La madrugada de este sábado, Estados Unidos ha ejecutado una operación militar en Venezuela que ha provocado explosiones en instalaciones militares alineadas con el gobierno de Nicolás Maduro. Según el ex presidente Donald Trump, en esta acción se ha logrado la captura de Maduro y su esposa, Cilia Flores, llevándolos fuera del país. Ante este inesperado desarrollo, el ministro de Defensa, Vladimir Padrino López, fue uno de los primeros en emitir una respuesta, denunciando el ataque como «el mayor insulto que el país ha sufrido jamás», en medio de la confusión por la ausencia de líderes clave del chavismo en el escenario público.
Mientras la crisis se desarrolla, varios funcionarios del gobierno venezolano, entre ellos Padrino y la vicepresidenta Delcy Rodríguez, han alzado la voz. Rodríguez incluso pidió a Estados Unidos «prueba de vida» de Maduro en un discurso televisado, mientras que Padrino exhortó a la población a mantener la calma ante lo que resultó ser un ataque sin precedentes.
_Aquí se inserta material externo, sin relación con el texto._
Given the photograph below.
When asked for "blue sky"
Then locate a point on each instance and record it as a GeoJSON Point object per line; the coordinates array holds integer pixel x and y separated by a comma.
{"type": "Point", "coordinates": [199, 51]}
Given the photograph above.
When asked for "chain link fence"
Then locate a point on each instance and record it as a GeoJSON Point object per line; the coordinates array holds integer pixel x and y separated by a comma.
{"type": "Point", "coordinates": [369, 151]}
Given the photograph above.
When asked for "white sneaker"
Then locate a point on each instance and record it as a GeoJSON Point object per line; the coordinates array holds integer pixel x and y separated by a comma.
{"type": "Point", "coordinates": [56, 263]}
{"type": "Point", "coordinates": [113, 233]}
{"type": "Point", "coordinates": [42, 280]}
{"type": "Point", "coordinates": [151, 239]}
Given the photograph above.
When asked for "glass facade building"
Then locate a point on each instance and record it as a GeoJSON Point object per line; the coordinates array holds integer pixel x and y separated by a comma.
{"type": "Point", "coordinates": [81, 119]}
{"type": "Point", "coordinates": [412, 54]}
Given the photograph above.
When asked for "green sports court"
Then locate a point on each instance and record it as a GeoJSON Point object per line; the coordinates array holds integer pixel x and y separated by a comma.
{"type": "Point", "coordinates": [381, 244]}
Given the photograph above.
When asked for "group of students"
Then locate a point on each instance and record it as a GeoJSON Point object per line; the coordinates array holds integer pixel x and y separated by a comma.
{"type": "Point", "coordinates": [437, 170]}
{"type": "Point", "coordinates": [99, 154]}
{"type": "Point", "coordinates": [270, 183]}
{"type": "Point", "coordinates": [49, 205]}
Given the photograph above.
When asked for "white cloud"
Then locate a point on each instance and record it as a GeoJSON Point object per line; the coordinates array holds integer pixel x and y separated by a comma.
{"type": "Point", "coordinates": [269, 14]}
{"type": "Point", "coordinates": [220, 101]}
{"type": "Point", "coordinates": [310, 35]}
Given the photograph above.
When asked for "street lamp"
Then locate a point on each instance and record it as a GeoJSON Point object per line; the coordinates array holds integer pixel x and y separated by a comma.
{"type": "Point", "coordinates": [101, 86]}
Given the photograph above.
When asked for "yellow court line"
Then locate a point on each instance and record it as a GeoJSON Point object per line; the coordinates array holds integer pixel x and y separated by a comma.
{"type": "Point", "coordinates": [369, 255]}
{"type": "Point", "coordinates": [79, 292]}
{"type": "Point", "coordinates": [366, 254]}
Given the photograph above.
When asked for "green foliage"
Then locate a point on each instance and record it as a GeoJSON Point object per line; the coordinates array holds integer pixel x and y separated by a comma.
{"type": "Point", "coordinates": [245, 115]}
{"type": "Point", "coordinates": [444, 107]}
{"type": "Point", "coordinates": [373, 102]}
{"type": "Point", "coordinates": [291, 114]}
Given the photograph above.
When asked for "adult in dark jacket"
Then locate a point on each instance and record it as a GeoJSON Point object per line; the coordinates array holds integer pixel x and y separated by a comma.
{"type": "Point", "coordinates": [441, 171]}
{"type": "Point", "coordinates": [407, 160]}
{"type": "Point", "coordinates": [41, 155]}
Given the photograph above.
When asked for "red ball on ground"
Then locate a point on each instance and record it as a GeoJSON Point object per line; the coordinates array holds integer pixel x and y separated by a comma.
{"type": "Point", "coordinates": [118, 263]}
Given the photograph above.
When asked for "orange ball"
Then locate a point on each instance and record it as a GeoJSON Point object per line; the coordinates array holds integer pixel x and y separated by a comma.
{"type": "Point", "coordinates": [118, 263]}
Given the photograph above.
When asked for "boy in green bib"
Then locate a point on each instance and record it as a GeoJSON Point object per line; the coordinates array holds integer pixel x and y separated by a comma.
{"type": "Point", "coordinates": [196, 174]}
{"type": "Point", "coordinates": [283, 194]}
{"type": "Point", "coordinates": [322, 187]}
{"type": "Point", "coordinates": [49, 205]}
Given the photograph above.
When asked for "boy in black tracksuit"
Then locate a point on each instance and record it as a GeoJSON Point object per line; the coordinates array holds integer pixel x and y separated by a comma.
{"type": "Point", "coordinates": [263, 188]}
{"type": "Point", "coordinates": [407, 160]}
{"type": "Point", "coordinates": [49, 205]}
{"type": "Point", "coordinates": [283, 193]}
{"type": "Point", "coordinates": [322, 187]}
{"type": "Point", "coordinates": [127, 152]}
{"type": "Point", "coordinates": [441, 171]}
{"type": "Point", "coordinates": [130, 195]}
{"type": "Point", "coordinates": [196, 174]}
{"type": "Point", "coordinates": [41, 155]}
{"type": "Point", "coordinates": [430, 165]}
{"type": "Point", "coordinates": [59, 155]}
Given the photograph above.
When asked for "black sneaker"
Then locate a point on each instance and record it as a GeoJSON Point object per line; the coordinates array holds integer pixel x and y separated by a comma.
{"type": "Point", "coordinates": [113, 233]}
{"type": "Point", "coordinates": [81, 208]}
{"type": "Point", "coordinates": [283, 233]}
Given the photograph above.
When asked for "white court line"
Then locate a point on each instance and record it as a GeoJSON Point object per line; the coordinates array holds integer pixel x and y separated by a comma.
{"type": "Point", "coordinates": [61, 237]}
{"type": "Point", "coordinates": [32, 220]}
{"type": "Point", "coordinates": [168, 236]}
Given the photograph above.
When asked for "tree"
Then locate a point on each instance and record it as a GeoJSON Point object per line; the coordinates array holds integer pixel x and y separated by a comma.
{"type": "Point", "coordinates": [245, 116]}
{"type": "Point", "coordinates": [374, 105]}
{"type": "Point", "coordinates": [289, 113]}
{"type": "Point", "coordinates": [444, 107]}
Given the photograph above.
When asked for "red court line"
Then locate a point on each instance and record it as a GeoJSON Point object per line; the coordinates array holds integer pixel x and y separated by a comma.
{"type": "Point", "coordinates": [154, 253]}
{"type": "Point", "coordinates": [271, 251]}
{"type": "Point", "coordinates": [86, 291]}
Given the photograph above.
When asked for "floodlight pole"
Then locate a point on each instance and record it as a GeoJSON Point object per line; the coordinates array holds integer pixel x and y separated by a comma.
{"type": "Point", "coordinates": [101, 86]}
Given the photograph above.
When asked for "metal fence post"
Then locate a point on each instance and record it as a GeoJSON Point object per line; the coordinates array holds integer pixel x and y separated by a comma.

La situación está tensa y sin esclarecer, especialmente en torno a la posible coordinación de la respuesta de la cúpula chavista y su relación con aliados como Cuba.
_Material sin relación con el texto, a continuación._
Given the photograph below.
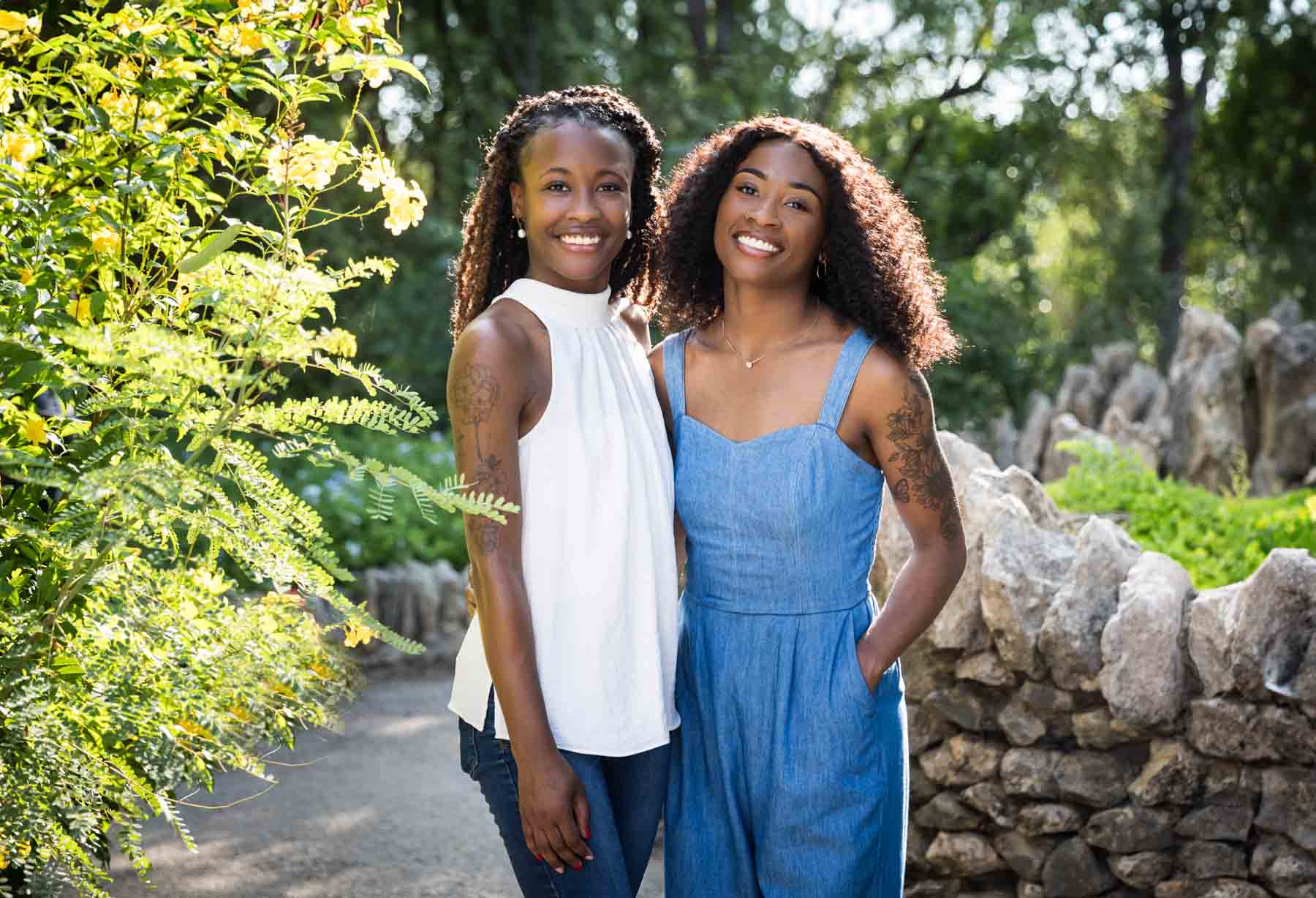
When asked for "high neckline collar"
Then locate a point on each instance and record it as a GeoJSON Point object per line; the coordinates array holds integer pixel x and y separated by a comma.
{"type": "Point", "coordinates": [566, 306]}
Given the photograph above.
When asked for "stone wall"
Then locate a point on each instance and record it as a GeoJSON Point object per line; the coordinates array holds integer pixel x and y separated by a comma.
{"type": "Point", "coordinates": [1227, 399]}
{"type": "Point", "coordinates": [1084, 723]}
{"type": "Point", "coordinates": [426, 603]}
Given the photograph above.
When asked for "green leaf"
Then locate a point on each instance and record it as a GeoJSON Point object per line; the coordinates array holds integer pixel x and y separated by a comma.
{"type": "Point", "coordinates": [212, 249]}
{"type": "Point", "coordinates": [349, 62]}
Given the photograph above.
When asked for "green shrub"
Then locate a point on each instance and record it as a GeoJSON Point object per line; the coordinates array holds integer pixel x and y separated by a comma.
{"type": "Point", "coordinates": [363, 536]}
{"type": "Point", "coordinates": [1220, 539]}
{"type": "Point", "coordinates": [146, 339]}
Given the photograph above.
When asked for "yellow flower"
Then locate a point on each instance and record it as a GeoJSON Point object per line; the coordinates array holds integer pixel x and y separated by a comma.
{"type": "Point", "coordinates": [311, 162]}
{"type": "Point", "coordinates": [105, 240]}
{"type": "Point", "coordinates": [34, 429]}
{"type": "Point", "coordinates": [377, 171]}
{"type": "Point", "coordinates": [20, 149]}
{"type": "Point", "coordinates": [79, 310]}
{"type": "Point", "coordinates": [12, 21]}
{"type": "Point", "coordinates": [406, 204]}
{"type": "Point", "coordinates": [355, 633]}
{"type": "Point", "coordinates": [377, 72]}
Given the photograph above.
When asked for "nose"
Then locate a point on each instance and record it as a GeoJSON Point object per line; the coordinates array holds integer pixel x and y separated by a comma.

A medida que se disipan las primeras informaciones sobre el paradero de Maduro y su círculo inmediato, la clave será si el gobierno decide adoptar una postura conciliadora o endurecer su resistencia. Las horas venideras serán decisivas para el futuro político de Venezuela y el destino del chavismo, que aún mantiene control sobre gran parte de las estructuras del poder, pero ahora enfrentan un desafío que podría definir su supervivencia en el escenario internacional.